Are LLMs Reliable Rankers? Rank Manipulation via Two-Stage Token Optimization
- URL: http://arxiv.org/abs/2510.06732v1
- Date: Wed, 08 Oct 2025 07:40:40 GMT
- Title: Are LLMs Reliable Rankers? Rank Manipulation via Two-Stage Token Optimization
- Authors: Tiancheng Xing, Jerry Li, Yixuan Du, Xiyang Hu,
- Abstract summary: We present Rank Anything First (RAF), a two-stage token optimization method.<n>RAF crafts concise textual perturbations to consistently promote a target item in large language models.<n>RAF generates ranking-promoting prompts token-by-token, guided by dual objectives: maximizing ranking effectiveness and preserving linguistic naturalness.

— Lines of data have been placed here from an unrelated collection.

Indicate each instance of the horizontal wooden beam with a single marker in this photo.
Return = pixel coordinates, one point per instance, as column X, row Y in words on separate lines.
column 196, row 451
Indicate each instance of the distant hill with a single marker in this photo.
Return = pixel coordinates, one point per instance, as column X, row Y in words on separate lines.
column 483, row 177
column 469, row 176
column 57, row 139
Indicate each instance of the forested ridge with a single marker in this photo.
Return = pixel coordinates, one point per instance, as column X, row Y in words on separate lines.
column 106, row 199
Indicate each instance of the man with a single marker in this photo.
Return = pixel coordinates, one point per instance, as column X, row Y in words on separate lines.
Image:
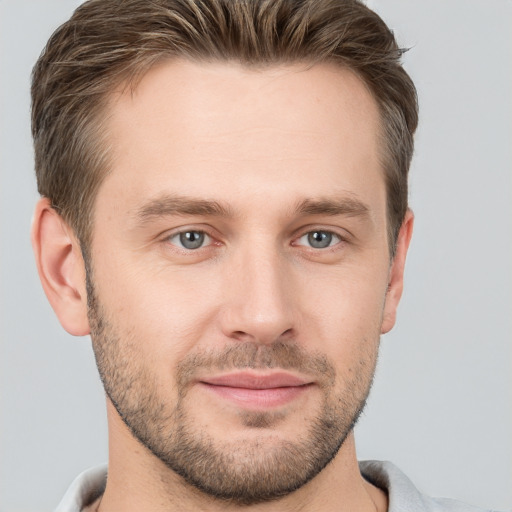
column 225, row 212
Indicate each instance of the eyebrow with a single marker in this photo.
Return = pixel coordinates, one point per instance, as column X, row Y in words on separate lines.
column 183, row 205
column 347, row 206
column 180, row 205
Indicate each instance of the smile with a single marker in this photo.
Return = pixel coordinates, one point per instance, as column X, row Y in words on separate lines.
column 249, row 390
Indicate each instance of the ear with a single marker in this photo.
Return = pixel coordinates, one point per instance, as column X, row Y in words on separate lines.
column 396, row 273
column 61, row 268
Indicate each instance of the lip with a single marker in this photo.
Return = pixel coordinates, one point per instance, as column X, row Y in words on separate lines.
column 257, row 391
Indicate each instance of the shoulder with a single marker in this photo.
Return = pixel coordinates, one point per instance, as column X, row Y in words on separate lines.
column 403, row 495
column 85, row 489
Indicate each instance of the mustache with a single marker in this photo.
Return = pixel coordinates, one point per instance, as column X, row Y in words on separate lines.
column 254, row 356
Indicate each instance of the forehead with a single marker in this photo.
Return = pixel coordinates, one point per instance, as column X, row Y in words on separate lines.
column 224, row 128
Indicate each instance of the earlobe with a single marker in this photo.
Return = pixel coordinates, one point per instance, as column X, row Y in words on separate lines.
column 61, row 268
column 396, row 273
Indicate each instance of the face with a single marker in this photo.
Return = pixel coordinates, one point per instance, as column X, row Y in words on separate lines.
column 239, row 270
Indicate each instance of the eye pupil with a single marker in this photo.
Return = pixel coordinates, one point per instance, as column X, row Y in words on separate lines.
column 319, row 239
column 192, row 239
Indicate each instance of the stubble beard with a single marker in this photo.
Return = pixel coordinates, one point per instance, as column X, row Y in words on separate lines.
column 245, row 472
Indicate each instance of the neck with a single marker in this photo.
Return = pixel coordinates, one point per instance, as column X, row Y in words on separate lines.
column 137, row 480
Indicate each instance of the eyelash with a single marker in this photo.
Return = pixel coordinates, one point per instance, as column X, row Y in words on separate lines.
column 209, row 240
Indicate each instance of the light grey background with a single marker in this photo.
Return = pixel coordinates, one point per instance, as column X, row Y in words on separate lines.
column 441, row 407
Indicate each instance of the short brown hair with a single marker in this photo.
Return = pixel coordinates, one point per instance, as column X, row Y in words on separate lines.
column 110, row 42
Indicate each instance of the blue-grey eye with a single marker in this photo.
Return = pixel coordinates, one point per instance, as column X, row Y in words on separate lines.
column 319, row 239
column 190, row 239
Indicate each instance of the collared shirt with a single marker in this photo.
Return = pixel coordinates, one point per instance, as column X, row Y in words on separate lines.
column 403, row 495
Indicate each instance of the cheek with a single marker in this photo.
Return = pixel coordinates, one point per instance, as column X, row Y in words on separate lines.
column 165, row 309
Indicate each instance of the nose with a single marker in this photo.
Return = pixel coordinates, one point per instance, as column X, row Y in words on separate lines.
column 260, row 306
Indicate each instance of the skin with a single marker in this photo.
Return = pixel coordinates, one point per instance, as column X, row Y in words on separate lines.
column 259, row 143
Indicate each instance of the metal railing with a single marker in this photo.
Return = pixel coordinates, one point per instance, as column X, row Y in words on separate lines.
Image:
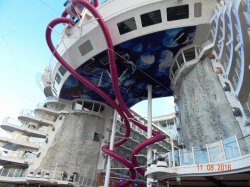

- Score: 7.7899746437628385
- License: http://arxiv.org/licenses/nonexclusive-distrib/1.0/
- Abstract: Large language models (LLMs) are increasingly used as rerankers in information retrieval, yet their ranking behavior can be steered by small, natural-sounding prompts. To expose this vulnerability, we present Rank Anything First (RAF), a two-stage token optimization method that crafts concise textual perturbations to consistently promote a target item in LLM-generated rankings while remaining hard to detect. Stage 1 uses Greedy Coordinate Gradient to shortlist candidate tokens at the current position by combining the gradient of the rank-target with a readability score; Stage 2 evaluates those candidates under exact ranking and readability losses using an entropy-based dynamic weighting scheme, and selects a token via temperature-controlled sampling. RAF generates ranking-promoting prompts token-by-token, guided by dual objectives: maximizing ranking effectiveness and preserving linguistic naturalness. Experiments across multiple LLMs show that RAF significantly boosts the rank of target items using naturalistic language, with greater robustness than existing methods in both promoting target items and maintaining naturalness. These findings underscore a critical security implication: LLM-based reranking is inherently susceptible to adversarial manipulation, raising new challenges for the trustworthiness and robustness of modern retrieval systems. Our code is available at: https://github.com/glad-lab/RAF.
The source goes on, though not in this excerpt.